The Offense: Power Without Balance
Oakland’s offensive rankings paint a contradictory picture.
- .219 AVG (9th UL)
- .285 OBP (9th UL)
- .374 SLG (7th UL)
- .659 OPS (10th UL)
They’ve managed 22 home runs (7th UL) and 52 extra-base hits (T-7th), so the raw power is there. But it’s undermined by weak on-base skills and poor sequencing. 139 total hits (10th) spread thinly over 19 games simply aren’t enough to sustain rallies.

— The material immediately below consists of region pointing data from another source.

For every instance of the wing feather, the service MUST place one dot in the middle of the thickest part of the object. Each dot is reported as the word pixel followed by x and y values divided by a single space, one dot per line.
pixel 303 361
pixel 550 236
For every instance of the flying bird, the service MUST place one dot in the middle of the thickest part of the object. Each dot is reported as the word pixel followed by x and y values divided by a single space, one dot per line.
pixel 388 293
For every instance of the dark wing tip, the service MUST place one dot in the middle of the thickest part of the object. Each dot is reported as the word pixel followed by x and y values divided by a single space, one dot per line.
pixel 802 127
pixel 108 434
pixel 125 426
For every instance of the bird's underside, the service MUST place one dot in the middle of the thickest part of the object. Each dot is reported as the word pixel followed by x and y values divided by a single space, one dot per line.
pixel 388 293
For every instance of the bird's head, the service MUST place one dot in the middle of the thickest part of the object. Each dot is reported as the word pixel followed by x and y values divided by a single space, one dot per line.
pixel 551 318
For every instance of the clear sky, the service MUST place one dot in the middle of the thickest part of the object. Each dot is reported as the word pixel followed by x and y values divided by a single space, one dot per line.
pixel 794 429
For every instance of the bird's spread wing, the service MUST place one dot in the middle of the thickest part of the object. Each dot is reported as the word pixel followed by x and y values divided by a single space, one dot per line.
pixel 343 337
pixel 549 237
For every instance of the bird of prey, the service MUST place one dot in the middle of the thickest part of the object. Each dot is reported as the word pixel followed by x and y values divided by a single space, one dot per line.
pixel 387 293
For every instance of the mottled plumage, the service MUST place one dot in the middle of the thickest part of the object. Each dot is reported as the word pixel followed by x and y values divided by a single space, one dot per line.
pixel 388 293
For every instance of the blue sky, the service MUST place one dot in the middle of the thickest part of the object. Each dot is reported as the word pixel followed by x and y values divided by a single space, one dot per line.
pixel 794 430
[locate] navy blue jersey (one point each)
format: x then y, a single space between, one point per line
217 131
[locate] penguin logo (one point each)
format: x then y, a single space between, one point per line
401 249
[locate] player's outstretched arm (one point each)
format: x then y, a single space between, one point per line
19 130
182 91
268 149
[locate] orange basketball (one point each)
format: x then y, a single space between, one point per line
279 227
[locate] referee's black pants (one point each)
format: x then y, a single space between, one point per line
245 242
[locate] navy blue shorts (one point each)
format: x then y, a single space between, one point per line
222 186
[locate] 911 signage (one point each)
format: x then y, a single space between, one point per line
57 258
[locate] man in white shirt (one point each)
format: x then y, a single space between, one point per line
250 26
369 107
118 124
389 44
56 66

On the positive side, Oakland has been aggressive on the basepaths—28 steals (3rd UL)—but that aggressiveness hasn’t translated into run production. With 77 runs scored (6th UL), the A’s are punching at a mid-tier level, but the lack of consistency has left them empty in close contests.
The Pitching: Rotation Collapse, Bullpen Treading Water
The real concern lies on the mound.
- Team ERA: 5.32 (12th UL)
- Starters’ ERA: 5.85 (12th UL)
- Bullpen ERA: 4.07 (6th UL)
The starters are burying the club early. Opponents are hitting .265 (12th UL) against A’s pitching, and the staff has surrendered 168 hits (10th) and 31 home runs (9th) already. Those numbers suggest too much contact, too much hard contact, and not nearly enough swing-and-miss.
Oakland’s staff has struck out only 117 batters (11th UL), a glaring shortfall in a league where high-strikeout pitching can mask defensive lapses. Their BABIP of .278 (8th UL) suggests some bad luck, but the real culprit is location—too many hittable pitches in dangerous counts.
The Big Picture: Why the Streak Hurts More Than the Record
Losing streaks happen. But 11 in a row reveals systemic failure:
- The offense struggles to manufacture runs unless the long ball shows up.
- The rotation isn’t providing length or stability.
- The bullpen, while passable, has been forced into too many multi-inning scenarios.
- High-leverage games—extras, one-run finishes—are automatic losses right now.
Oakland isn’t simply playing below .500—they’re winless in every game state that tests resilience. That combination erodes confidence quickly and makes regression to the mean less likely.
Where Do They Go From Here?
The A’s need two things immediately:
- A reset in the rotation. Someone—whether it’s a young arm from AAA or a bullpen game—must stop the bleeding.
- Lineup stabilization. Too many low-OBP bats stacked together are killing innings. Shuffling in players who can simply get on base may be more valuable than chasing home runs.
There’s still time. It’s April, and five games back in April isn’t fatal. But streaks like this are how seasons tilt. Oakland must prove quickly that these “zeros” in the standings don’t define them—or else the math will start defining their season before May arrives.